Pretty self-explanatory and the only excuse I have is that idiot levels were at stratospheric heights. What 22-year-old has three credit cards?

6. I wrote budgets for fun.

I’m obsessed with planning at heart, so budgets were something of an art form. The problem was, I never actually followed them. They just lived in their pretty lifeless form on my computer.

7. I didn’t invest in anything.

Shares? What shares? That’s for old people or the super wealthy, right?

8. I bought things I couldn’t afford.

My social life was quite busy. Very busy. Most weekends involved a new outfit and about 46,783 espresso martinis across 5 different bars and 7 different taxis. My wardrobe was growing faster than my poor loft bedroom could accommodate, but damn it was pretty.

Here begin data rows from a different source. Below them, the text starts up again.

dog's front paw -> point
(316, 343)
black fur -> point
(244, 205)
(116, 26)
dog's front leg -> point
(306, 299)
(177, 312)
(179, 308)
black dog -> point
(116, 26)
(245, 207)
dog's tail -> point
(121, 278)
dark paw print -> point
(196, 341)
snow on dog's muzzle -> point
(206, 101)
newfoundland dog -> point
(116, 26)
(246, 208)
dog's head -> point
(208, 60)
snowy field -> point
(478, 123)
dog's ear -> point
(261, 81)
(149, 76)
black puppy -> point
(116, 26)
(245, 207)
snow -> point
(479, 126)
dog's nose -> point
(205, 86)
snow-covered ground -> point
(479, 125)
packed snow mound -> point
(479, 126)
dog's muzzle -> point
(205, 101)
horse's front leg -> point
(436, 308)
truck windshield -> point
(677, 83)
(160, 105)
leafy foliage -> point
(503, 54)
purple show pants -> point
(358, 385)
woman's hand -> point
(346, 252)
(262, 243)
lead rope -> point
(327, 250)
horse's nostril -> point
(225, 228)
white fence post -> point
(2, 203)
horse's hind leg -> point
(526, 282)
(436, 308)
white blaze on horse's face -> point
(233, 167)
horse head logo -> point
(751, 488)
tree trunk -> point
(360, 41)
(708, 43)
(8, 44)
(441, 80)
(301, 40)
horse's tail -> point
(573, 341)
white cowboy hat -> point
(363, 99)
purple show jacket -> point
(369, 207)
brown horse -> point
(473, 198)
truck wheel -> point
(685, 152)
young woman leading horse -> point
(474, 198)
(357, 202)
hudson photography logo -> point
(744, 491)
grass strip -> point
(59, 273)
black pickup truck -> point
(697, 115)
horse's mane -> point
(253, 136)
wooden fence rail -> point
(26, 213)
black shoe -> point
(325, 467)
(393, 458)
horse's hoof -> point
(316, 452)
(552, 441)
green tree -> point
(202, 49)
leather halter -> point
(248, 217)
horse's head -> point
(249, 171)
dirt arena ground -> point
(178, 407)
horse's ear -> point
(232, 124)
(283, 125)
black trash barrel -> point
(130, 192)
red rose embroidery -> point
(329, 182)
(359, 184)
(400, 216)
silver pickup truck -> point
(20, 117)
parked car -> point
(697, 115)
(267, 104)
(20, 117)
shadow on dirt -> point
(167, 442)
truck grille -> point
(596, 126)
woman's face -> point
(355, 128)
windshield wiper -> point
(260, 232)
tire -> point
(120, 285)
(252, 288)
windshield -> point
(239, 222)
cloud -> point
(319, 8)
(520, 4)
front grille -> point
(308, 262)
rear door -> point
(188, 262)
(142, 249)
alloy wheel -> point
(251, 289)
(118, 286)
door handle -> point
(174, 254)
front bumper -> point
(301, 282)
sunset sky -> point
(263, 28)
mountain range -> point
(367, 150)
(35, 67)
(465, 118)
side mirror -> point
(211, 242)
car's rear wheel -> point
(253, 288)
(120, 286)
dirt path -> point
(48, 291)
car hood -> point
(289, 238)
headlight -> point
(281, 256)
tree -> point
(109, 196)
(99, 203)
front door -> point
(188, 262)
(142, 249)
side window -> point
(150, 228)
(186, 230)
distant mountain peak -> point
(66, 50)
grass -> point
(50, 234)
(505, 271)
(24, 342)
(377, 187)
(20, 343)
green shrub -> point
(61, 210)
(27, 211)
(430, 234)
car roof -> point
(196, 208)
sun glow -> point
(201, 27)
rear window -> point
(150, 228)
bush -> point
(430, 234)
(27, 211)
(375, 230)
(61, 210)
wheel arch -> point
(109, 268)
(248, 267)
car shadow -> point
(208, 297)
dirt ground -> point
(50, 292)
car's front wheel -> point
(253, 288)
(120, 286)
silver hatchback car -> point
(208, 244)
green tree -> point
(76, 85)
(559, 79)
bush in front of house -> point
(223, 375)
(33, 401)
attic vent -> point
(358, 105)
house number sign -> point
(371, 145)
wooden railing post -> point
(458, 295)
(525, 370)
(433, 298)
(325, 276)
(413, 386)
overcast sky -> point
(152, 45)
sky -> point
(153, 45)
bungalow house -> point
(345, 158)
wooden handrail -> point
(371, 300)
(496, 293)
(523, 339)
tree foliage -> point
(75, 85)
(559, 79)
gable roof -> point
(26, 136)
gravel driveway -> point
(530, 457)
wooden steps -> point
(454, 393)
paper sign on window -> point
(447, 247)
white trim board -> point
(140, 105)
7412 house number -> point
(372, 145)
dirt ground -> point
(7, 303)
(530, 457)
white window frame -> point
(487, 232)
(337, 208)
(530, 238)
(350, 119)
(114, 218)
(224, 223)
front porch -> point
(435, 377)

9. I created habits I needed to break.

Impulsive purchases, living month-to-month and mortgaging the future for the sake of short-term addictions. Having $50 left the week before pay day was “normal”. Having a wardrobe where more than 30 per cent of the items still had the tag on was…also normal. And choosing to ignore my financial future was not just normal but also incredibly ignorant.

I had champagne taste on a beer budget.

But what I learnt in my 20s has luckily kicked me into gear in my 30s. And I won’t make the same mistakes again.